Do they not realize that fantasy sports is simply "regular" sports, filtered through nerd-brains? If you want to tell the viewer which players have the most home runs and RBI, then just say "Here is a list of the players with the most home runs and RBI." To have some guy come on and tell me which players are producing the most for fantasy teams is simply annoying, because those are the same guys who are producing for real teams!

Even more annoying is the segment where some guy emails in "I just got offered Mark Teixeira for Justin Morneau. What should I do?" (answer below). The "experts" read this question on-air, and then debate that fantasy trade for a couple minutes... and unless you are one of the half-dozen viewers in the entire world who have had this particular trade suggested to you, those will be the most frustratingly wasted and useless minutes of your entire life.

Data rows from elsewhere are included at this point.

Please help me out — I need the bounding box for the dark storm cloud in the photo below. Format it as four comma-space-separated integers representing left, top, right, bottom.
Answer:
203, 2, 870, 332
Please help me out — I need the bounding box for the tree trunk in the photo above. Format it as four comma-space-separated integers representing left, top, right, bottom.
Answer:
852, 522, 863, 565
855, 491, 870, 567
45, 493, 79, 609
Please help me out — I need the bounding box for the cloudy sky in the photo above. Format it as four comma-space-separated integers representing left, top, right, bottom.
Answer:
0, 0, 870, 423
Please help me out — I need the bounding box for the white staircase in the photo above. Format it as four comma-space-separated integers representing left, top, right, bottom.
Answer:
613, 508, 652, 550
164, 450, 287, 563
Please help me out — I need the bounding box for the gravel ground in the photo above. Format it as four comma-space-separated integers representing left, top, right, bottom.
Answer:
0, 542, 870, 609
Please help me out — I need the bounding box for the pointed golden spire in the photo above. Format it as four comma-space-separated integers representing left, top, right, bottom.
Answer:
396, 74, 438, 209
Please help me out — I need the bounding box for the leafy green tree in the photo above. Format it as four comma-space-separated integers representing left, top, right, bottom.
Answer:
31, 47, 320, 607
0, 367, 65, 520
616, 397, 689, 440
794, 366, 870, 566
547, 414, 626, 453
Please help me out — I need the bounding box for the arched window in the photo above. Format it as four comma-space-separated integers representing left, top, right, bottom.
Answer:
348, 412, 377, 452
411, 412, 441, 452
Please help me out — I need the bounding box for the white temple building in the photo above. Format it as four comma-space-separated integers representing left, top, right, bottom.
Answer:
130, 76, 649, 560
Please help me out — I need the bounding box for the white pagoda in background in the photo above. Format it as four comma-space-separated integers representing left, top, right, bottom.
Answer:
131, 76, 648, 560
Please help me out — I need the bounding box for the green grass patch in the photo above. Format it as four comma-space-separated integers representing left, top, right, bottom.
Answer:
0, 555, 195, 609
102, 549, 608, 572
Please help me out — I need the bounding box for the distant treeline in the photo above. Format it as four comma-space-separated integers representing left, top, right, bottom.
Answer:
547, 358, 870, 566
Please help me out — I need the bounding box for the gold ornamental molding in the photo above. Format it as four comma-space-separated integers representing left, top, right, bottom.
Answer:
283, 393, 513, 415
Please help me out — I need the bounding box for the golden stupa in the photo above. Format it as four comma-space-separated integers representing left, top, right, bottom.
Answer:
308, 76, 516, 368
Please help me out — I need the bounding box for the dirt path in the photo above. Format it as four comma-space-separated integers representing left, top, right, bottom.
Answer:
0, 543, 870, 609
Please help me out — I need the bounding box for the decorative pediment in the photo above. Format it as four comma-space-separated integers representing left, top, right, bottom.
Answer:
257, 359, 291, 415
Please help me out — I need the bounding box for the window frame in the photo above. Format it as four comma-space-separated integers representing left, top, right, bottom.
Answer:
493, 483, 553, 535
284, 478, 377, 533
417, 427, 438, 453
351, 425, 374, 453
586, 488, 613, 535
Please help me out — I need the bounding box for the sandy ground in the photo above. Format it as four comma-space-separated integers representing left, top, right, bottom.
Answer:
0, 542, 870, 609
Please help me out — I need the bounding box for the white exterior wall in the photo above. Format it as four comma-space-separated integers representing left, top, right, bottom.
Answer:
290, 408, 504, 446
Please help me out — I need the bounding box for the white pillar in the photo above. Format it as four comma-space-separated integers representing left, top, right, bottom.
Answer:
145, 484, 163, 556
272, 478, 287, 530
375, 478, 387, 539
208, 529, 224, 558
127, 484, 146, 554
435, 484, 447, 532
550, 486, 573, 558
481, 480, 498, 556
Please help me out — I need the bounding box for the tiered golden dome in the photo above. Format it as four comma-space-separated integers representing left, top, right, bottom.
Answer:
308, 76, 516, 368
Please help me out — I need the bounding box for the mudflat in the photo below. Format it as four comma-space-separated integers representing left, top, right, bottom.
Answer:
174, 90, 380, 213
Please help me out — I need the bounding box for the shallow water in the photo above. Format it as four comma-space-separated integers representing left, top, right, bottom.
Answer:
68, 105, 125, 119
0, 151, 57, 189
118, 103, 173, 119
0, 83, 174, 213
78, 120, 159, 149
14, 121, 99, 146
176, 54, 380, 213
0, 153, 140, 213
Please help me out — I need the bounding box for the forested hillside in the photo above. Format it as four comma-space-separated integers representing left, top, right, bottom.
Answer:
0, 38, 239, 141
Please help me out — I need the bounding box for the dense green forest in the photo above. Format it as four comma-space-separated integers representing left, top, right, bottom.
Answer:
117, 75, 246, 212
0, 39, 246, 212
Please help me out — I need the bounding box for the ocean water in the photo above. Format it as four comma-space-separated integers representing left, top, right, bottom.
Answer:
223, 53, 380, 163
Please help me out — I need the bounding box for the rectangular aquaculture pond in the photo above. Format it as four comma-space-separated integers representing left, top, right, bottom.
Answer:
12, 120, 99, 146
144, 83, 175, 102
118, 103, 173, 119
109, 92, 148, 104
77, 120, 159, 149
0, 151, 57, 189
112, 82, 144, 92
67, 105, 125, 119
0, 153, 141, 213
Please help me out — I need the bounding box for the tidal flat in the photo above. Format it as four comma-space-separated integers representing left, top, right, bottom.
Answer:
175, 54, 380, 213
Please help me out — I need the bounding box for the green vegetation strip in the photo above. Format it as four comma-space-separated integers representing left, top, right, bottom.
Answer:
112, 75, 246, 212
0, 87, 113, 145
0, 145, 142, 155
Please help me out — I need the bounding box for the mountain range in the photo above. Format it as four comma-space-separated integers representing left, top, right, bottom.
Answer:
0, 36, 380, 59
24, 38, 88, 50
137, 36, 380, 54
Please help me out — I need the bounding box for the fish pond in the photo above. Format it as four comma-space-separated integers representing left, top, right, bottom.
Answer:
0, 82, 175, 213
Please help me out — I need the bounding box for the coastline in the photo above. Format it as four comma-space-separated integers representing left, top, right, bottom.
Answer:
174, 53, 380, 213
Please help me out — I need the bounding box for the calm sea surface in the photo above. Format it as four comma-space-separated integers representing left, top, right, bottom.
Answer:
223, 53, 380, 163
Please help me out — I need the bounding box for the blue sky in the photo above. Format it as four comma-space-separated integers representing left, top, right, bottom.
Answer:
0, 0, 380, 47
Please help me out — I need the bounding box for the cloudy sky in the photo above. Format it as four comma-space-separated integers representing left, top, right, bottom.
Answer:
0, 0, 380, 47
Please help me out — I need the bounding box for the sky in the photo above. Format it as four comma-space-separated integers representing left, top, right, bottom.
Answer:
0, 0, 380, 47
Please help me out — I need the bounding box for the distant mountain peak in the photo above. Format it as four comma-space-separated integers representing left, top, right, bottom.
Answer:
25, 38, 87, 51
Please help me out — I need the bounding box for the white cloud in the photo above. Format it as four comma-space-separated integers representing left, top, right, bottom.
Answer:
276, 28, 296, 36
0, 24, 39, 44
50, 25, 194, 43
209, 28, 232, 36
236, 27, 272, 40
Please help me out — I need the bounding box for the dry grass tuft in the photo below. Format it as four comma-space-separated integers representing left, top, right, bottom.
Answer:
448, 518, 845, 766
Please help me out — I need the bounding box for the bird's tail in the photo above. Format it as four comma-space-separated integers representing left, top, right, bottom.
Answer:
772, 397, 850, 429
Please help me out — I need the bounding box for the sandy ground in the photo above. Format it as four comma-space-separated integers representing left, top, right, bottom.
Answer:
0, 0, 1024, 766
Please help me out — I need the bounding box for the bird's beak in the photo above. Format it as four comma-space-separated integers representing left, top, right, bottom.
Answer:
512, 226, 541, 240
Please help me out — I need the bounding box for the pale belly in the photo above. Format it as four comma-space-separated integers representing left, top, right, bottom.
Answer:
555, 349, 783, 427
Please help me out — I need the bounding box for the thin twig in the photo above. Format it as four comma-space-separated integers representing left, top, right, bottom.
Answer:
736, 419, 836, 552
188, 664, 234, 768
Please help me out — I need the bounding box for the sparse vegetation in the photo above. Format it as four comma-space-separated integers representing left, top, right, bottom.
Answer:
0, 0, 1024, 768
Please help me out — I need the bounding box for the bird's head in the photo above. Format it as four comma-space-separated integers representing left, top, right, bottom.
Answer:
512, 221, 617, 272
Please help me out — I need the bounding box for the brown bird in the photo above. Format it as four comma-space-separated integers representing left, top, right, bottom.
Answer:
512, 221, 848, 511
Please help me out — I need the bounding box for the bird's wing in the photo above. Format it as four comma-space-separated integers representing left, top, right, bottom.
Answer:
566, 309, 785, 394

Again, I blame ESPN. What follows was going to be the conclusion to Pet Peeve #2, but it went on long enough that I've just made it Pet Peeve #3: ESPN.

There was a time when ESPN was pretty much neck-and-neck with Milwaukee's Best as The Best Thing In the Universe. I left it on for three or four hours every morning... it had all the sports highlights from every game, and it was awesome. But something has happened, and like a lot of once-awesome things (like Milwaukee's Best), it now completely sucks. The evidence for this is practically overwhelming, and part of me feels like I should not even have to list the reasons why ESPN sucks so badly, but when I get talking about bottom-of-the-barrel journalism and ridiculous fantasy sports analysis segments, it becomes clear that ESPN continues to fill a much-needed void.

Imaginary, nonsense sports (X Games, arena football, poker, WNBA) have long had a home on ESPN, but now the network is covering the way people follow sports, rather than simply covering the sports themselves. It's idiotic. Combine this recent trend with the following:

  • NASCAR gets more coverage than hockey. Hockey gets Barry Melrose, and that's it.
  • "Brett Favre's birthday should be a national holiday." -- Chris Berman, ESPN
  • You'll have to wait through 45 minutes of NBA highlights to see any baseball recap that doesn't involve the Yankees, Mets, Red Sox, or Phillies
  • Joe Morgan
  • Stuart Scott and every other on-air dingus who thinks that bludgeoning the English language with a "catchphrase" every 15 seconds is what creates interest in their stories
  • They inexplicably give Mel Kiper -- a guy with no quantifiable ability or skill whatsoever -- continued employment. Seriously, of what possible use is a Mock Draft?
...put all these together, and I've found it extremely easy to ignore ESPN lately. I rarely even turn it on, in fact. This morning, though, was a particularly bleak day for me, as I saw a Fantasy Baseball segment on my new Best Thing In the Universe channel: MLB Network. After an awesome start, they have become more and more ESPN-y as time has gone by, and with this latest development, I feel like I just saw my long-time sweetheart holding hands with my worst enemy. We've lost something that could have been very special... and so ESPN's ability to not only suck, but to influence the suckness of others, wins them the final spot on today's Pet Peeve list. Burn in Hell, ESPN!

The correct answer to the Teixeira/Morneau trade question is, "Who gives a shit? Go get yourself a girlfriend."

1 comment:

Some Guy said...

My personal least favorite ESPN guy is whichever one likes to say, "just as [some dickhead you've never heard of] is to [that dickhead's shitty band], so is Albert Pujols to the St. Louis Cardinals." I'm pretty sure that's John Buccigross, which bums me out—I want to like him because he's an enthusiastic hockey fan and he writes about the NHL well and often, which seems to put him in a tiny minority at ESPN. I just can't stand the damned analogies.

Overusing stupid pop-rock analogies is to sports journalism what bullets are to turn-of-the-century Austrian Archdukes.